En memoria de los compañeros fallecidos en la universidad del Atlántico.
Es increíble que aún no superamos el gran tabú de la muerte, más aún si es de la propia. De niño, en mi casa cualquier alusión a que mi vida u otra tendría su fin, como todas, era considerada una blasfemia. Tan solo con mencionar el tema era merecedor de ser reprendido, porque como dicen, las palabras tienen poder. Pero cuánto nos han limitado nuestras supersticiones, sobre todo esta, y hay que ver a causa de esto nuestro pavor al avistamiento de la muerte. De por sí suficientes incertidumbres tenemos que enfrentar sobre este tema del que sabemos poco y nada, como para que se nos pida ignorarlo como si no fuera ley universal.
No se trata de llevar la muerte en la mano y tener que pensarla minuto a minuto, sino de aceptarla con gusto, como condición innegociable de la vida. No podemos reprimir nuestro fin, pero podemos aceptarlo, no temerle sino respetarle, no censurarlo sino discutirlo abiertamente, como se habla de política o cualquier otro tema orgánico. La causa en sí es no rehuir de lo inevitable, no tanto por dignidad o estoicismo, sino por salvaguardar la salud mental de quien la muerte representa una tentación, pero que no lo discute con nadie por temor a ser juzgado. Esta retención de pensamiento, consecuencia de un prejuicio social, conlleva a la soledad más inhóspita, y nos recuerda implícitamente: el que se quiera morir, que lo haga en silencio.

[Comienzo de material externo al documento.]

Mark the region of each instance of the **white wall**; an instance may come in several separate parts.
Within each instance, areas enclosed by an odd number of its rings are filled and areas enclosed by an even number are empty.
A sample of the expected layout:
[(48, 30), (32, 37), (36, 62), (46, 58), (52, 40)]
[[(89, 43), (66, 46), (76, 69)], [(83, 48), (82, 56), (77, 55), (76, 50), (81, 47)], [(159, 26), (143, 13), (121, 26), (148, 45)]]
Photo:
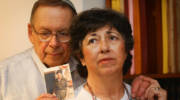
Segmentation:
[[(0, 1), (0, 61), (31, 47), (27, 24), (36, 0)], [(105, 0), (71, 0), (77, 12), (91, 7), (104, 7)]]
[(34, 1), (0, 1), (0, 61), (31, 46), (27, 23)]

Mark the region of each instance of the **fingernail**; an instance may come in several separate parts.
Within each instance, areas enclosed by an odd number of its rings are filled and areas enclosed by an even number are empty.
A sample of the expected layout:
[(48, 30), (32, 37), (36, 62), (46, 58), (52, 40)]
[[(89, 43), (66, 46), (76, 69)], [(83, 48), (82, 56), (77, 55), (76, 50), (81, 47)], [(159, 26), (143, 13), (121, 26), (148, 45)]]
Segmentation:
[(132, 97), (135, 97), (136, 95), (134, 93), (132, 93)]

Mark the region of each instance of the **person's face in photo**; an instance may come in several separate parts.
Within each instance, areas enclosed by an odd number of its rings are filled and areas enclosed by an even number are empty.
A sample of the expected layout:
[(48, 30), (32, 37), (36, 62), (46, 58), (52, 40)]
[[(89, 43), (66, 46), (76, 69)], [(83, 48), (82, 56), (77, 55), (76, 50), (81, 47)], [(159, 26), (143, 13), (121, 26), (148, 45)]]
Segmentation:
[[(32, 24), (28, 25), (29, 38), (35, 52), (49, 67), (64, 64), (69, 60), (69, 41), (61, 41), (61, 35), (67, 37), (69, 34), (67, 32), (72, 17), (70, 8), (40, 6), (35, 12)], [(50, 38), (46, 39), (49, 34)]]

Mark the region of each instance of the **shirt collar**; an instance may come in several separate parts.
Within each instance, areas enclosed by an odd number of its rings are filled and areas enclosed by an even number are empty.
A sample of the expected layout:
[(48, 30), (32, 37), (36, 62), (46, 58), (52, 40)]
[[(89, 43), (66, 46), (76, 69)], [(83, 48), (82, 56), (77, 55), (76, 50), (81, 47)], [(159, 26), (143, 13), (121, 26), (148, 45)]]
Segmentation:
[[(35, 61), (35, 63), (37, 64), (38, 69), (41, 72), (41, 75), (44, 77), (44, 72), (45, 70), (47, 70), (48, 68), (42, 63), (42, 61), (39, 59), (38, 55), (36, 54), (35, 50), (32, 50), (32, 58)], [(75, 60), (74, 57), (70, 57), (70, 60), (68, 61), (68, 63), (70, 64), (70, 70), (71, 72), (76, 70), (76, 66), (78, 64), (78, 62)], [(57, 67), (57, 66), (54, 66)]]

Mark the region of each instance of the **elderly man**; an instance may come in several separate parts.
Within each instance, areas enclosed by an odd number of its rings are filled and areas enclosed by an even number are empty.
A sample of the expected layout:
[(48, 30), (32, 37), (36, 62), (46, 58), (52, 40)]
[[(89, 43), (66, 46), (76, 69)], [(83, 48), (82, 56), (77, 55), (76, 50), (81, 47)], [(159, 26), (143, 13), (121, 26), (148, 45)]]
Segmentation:
[[(47, 93), (44, 70), (65, 63), (70, 63), (73, 87), (84, 82), (77, 74), (77, 62), (70, 56), (68, 29), (75, 15), (69, 0), (35, 2), (28, 24), (33, 47), (0, 63), (0, 100), (57, 100), (51, 94), (43, 94)], [(139, 80), (135, 80), (132, 89), (143, 96), (150, 84)]]

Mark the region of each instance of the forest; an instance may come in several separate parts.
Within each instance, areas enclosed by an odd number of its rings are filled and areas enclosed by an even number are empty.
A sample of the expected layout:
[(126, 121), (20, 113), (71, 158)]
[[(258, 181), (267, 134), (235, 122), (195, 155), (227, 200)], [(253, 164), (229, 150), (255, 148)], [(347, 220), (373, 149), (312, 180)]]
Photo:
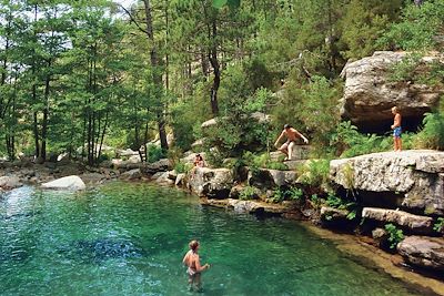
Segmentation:
[[(114, 156), (108, 145), (150, 162), (205, 136), (220, 165), (260, 159), (284, 123), (315, 157), (386, 151), (390, 136), (340, 118), (340, 73), (374, 51), (408, 51), (393, 76), (420, 79), (414, 57), (443, 52), (443, 0), (1, 0), (0, 154), (98, 165)], [(443, 64), (426, 75), (442, 85)], [(252, 120), (258, 112), (270, 120)], [(444, 109), (404, 145), (443, 150)]]

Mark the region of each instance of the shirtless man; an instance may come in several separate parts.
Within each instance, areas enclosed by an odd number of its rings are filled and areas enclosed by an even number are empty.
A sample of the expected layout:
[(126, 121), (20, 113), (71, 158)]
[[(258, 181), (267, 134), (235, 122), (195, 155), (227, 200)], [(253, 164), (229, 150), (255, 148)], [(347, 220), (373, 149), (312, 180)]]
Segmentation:
[(400, 152), (402, 150), (401, 113), (396, 106), (392, 108), (392, 114), (395, 115), (395, 118), (393, 120), (393, 125), (391, 126), (393, 130), (393, 150)]
[(193, 286), (195, 286), (196, 290), (201, 290), (201, 272), (210, 268), (210, 264), (205, 264), (201, 266), (201, 262), (199, 258), (198, 249), (199, 249), (199, 242), (198, 241), (191, 241), (190, 244), (190, 251), (185, 254), (183, 257), (182, 263), (188, 267), (186, 268), (186, 274), (189, 276), (188, 283), (190, 285), (190, 290), (193, 289)]
[(281, 135), (278, 137), (276, 142), (274, 143), (274, 146), (278, 147), (279, 142), (286, 136), (286, 142), (279, 149), (282, 153), (286, 155), (285, 161), (291, 161), (292, 159), (292, 150), (295, 144), (295, 141), (297, 137), (301, 137), (304, 140), (305, 144), (309, 144), (309, 140), (297, 132), (293, 126), (290, 124), (284, 125), (284, 130), (282, 131)]

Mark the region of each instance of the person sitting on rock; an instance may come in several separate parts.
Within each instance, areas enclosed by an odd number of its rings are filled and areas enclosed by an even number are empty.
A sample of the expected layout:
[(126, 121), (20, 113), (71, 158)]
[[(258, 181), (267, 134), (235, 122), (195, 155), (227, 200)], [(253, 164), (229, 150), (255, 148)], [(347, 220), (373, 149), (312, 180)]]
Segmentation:
[(402, 141), (401, 141), (401, 113), (400, 110), (394, 106), (392, 108), (392, 114), (395, 115), (393, 120), (393, 125), (391, 126), (393, 130), (393, 150), (401, 152), (402, 150)]
[(193, 169), (191, 169), (191, 178), (193, 178), (193, 176), (195, 175), (195, 170), (198, 170), (198, 167), (204, 167), (205, 166), (205, 161), (203, 160), (201, 154), (195, 154), (195, 159), (194, 159), (194, 166)]
[(281, 135), (278, 137), (276, 142), (274, 143), (274, 146), (278, 147), (279, 142), (286, 136), (286, 142), (279, 149), (282, 153), (286, 155), (284, 161), (291, 161), (292, 160), (292, 151), (293, 146), (295, 144), (295, 141), (297, 137), (301, 137), (305, 144), (309, 144), (309, 140), (297, 132), (293, 126), (290, 124), (284, 125), (284, 130), (282, 131)]

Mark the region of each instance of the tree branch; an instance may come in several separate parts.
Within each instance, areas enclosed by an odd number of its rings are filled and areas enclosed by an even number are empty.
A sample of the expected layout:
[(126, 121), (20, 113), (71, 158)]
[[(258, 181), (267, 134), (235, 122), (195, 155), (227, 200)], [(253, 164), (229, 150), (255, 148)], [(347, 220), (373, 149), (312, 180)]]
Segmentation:
[(121, 9), (123, 9), (124, 12), (127, 12), (128, 17), (130, 17), (131, 22), (133, 22), (133, 23), (138, 27), (138, 29), (139, 29), (140, 31), (142, 31), (142, 32), (145, 33), (145, 34), (148, 34), (148, 31), (144, 30), (144, 29), (139, 24), (139, 22), (132, 17), (131, 12), (128, 11), (128, 9), (125, 9), (122, 4), (118, 4), (118, 6), (119, 6)]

¿Es tan imposible normalizar este tema prohibido?, se comprende la dificultad de esta empresa, puesto que supone hacer frente al mayor miedo de la humanidad, lo desconocido. El hecho de que el hombre considere la muerte como la mayor de las desgracias posibles, lo condena a la sumisión ante esta, ¿pero por qué tanto drama?, ¿a qué se le teme realmente? Hasta aquí es imprescindible aclarar el poder del instinto humano, nuestra conciencia de la muerte nos intranquiliza porque revela lo poco que sabemos de nuestro propio destino; hay que saber que no se le teme a la oscuridad en sí, sino a la imposibilidad de saber lo que tras ella puede esconderse, no adivinar ni prepararse para aquello que nos amenaza en silencio. Temores aclarados, lo que no podemos controlar, prever, prevenir, todo aquello es la muerte.

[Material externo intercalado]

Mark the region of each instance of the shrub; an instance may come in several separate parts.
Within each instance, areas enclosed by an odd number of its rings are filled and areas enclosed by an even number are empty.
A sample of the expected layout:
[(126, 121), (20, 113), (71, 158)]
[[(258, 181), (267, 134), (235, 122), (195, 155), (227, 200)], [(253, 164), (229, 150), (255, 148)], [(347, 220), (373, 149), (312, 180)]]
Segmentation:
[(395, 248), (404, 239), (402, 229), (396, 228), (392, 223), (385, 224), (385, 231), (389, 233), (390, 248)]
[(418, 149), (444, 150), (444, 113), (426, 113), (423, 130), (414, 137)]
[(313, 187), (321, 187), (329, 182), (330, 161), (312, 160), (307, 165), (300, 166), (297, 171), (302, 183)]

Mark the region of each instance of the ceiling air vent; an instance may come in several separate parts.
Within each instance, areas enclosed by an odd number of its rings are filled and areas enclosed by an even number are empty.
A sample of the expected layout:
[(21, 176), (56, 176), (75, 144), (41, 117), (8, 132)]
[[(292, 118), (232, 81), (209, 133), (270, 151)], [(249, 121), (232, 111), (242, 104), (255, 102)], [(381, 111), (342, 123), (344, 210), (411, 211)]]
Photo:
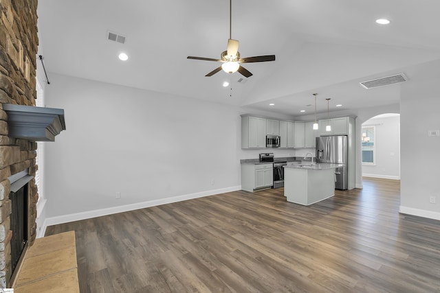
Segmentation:
[(393, 84), (397, 82), (406, 82), (406, 80), (408, 80), (408, 78), (404, 73), (399, 73), (395, 75), (387, 76), (386, 78), (377, 78), (377, 80), (360, 82), (360, 84), (364, 88), (368, 89), (377, 86)]
[(107, 40), (113, 40), (113, 42), (120, 43), (124, 44), (125, 43), (125, 37), (120, 34), (115, 34), (114, 32), (109, 32), (107, 34)]

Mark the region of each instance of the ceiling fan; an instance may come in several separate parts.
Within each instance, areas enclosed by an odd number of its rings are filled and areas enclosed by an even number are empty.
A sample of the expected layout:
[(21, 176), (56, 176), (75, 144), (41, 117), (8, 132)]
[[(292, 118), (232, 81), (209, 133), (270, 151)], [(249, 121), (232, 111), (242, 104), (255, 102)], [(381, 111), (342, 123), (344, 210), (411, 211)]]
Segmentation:
[(252, 75), (248, 69), (241, 65), (241, 63), (251, 63), (256, 62), (274, 61), (275, 55), (265, 55), (262, 56), (254, 56), (241, 58), (240, 52), (239, 52), (239, 41), (233, 40), (231, 37), (232, 27), (232, 0), (229, 1), (229, 39), (228, 40), (228, 47), (226, 51), (221, 53), (220, 59), (208, 58), (204, 57), (188, 56), (188, 59), (203, 60), (206, 61), (221, 62), (221, 66), (216, 68), (205, 76), (212, 76), (217, 72), (223, 69), (228, 73), (233, 73), (239, 71), (246, 78)]

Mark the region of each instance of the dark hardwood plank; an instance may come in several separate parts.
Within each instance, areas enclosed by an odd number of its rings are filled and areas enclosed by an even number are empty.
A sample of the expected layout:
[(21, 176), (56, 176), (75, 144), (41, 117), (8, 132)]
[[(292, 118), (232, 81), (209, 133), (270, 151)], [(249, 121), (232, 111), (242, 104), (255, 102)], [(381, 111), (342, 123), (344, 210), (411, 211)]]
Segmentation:
[(81, 292), (440, 292), (440, 222), (365, 178), (310, 207), (234, 191), (48, 227), (74, 230)]

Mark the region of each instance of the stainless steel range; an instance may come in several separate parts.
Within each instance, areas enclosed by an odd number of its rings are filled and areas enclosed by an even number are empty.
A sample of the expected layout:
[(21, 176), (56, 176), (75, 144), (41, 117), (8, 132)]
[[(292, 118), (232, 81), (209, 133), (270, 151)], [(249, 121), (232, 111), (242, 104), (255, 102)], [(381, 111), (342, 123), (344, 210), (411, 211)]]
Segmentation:
[(284, 186), (284, 166), (287, 162), (274, 162), (274, 153), (260, 154), (260, 162), (272, 162), (274, 163), (274, 185), (273, 188), (283, 187)]

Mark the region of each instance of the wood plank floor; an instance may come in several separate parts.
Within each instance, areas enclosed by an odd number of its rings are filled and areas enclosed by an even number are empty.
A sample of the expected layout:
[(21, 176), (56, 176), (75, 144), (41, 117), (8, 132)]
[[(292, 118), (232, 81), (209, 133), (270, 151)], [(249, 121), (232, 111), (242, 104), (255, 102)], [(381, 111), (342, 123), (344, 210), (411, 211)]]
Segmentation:
[(48, 227), (74, 230), (80, 292), (438, 292), (440, 221), (365, 178), (310, 207), (234, 191)]

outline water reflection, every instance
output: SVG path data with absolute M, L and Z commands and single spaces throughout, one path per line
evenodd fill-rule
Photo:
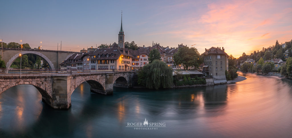
M 0 95 L 0 137 L 292 135 L 291 80 L 240 73 L 248 79 L 236 84 L 151 91 L 115 87 L 112 96 L 91 93 L 84 83 L 71 95 L 68 110 L 52 109 L 41 101 L 34 87 L 19 85 Z M 142 123 L 145 118 L 165 122 L 167 127 L 149 131 L 125 127 L 127 122 Z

Pero saber esto no es saber mucho todavía, sin embargo, es lo máximo que se puede saber a ciencia cierta, todo lo demás se resume en especulaciones. Fijada nuestra impotencia hay que saber qué cartas están en nuestras manos para ser jugadas: la aceptación. No podemos hacer más que esperar la muerte, pero cómo hacerlo condena nuestras vidas, cómo afrontamos la verdad hace la diferencia entre sufrirla y aprovecharla. Podemos callarla como se ha venido haciendo a lo largo y ancho de la historia, y seguir padeciendo nuestro miedo. O abrirla, como una flor que espera ser aflorada para enseñar lo que tiene oculto, y naturalizarla tan bien en el transcurrir cotidiano que su llegada solo sea un paso más, decisivo, pero no aterrorizante, de nuestras vidas.
A consecuencia de no entender que el pensamiento suicida no es anormal en el hombre nos ha costado muchos suicidios prevenibles, vidas a costa de juzgamientos erróneos por parte de la sociedad, que mira al suicida como un enfermo o descarriado. Nos cuesta comprender, por viejos principios, que el pensamiento de la muerte voluntaria es normal en la medida en que somos seres racionales y emocionales que muchas veces no hallan más que un mundo irracional y cruel. Ahora bien, importante aquí es no confundir los conceptos, no es esta una invitación al suicidio, sino una invitación a la normalización del tema, a romper con nuestros preceptos y comunicar esto que atenta contra nosotros día a día, y proteger de la soledad a los suicidas que terminan sucumbiendo a sus ideas por falta de apoyo. Quitarnos el pudor y aceptar que todos, o la mayoría, alguna vez pensamos en el suicidio, y debatirlo filosóficamente, emocionalmente, socialmente, etc. Hablarlo, en las calles, en las plazas, en los colegios y universidades, en las oficinas y mercados, con los amigos o familiares, discutirlo bien y desmenuzarlo; después de todo, es nuestro tema más importante, porque como nos resume Camus (1942), «no hay sino un problema filosófico realmente serio: el suicidio», así que todo lo que hay, viene después de eso.
porque la lucha es también interna, y no se ha perdido. Q.E.P.D.